社長にはプロであることを隠し通せ、と言われた。
しかし、仕事は取ってくるらしい。
俺はSクラス。聞いた話だと、トキヤもいるとのこと。
俺は教室のドアを開けた。

「あれ?秋音じゃねーか!久しぶりだな」
『…翔…?』

翔が居るなんて聞いてない。

「翔、秋音を知っているのですか?」

翔と話していたらしいトキヤがこちらへ向く。
翔は言った。

「幼馴染みみたいなやつだ。トキヤこそ、知り合いだったのか?」
「えぇ、色々ありまして」
「そうなのか?」
『俺としては翔とトキヤが知り合いだったことに驚いた』

そう言った俺にトキヤが答える。

「学説のときに。…そういえば秋音は居ませんでしたよね?」
『色々忙しかったからな』

正確にはここに入ることになったのは学説の後だったから。
そんなことを言える筈もなく俺は苦笑いでそう返す。
トキヤは俺が作曲家として活動しているのは知っている。
HAYATOに曲を創ることもあるから。
正直最近のHAYATOの歌い方は嫌いだが。

『翔。翔がいるってことは…那月もいるの?』
「あ、あぁ。

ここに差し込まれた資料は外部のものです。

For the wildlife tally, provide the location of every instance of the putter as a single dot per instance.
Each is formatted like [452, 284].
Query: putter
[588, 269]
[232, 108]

あいつはAクラスだ」
『そっか』

彼の実力ならSクラスでもおかしくないのに。

…て、ちょっとまて。
那月は俺がプロなのを知っている。
事務所に入る前、どこの事務所に入るかは教えなかったがこの学園にいる以上絶対感づかれる。
たとえ那月が気付かなくとも砂月には…。
…社長、俺、生きていられるかわかりません。

『翔、俺がここにいることは絶対に那月には言うなよ』
「は?何で…」
『何でもだ!俺はまだ死にたくない』
「いやいや、訳わかんねぇよ」


俺の学園生活が始まった。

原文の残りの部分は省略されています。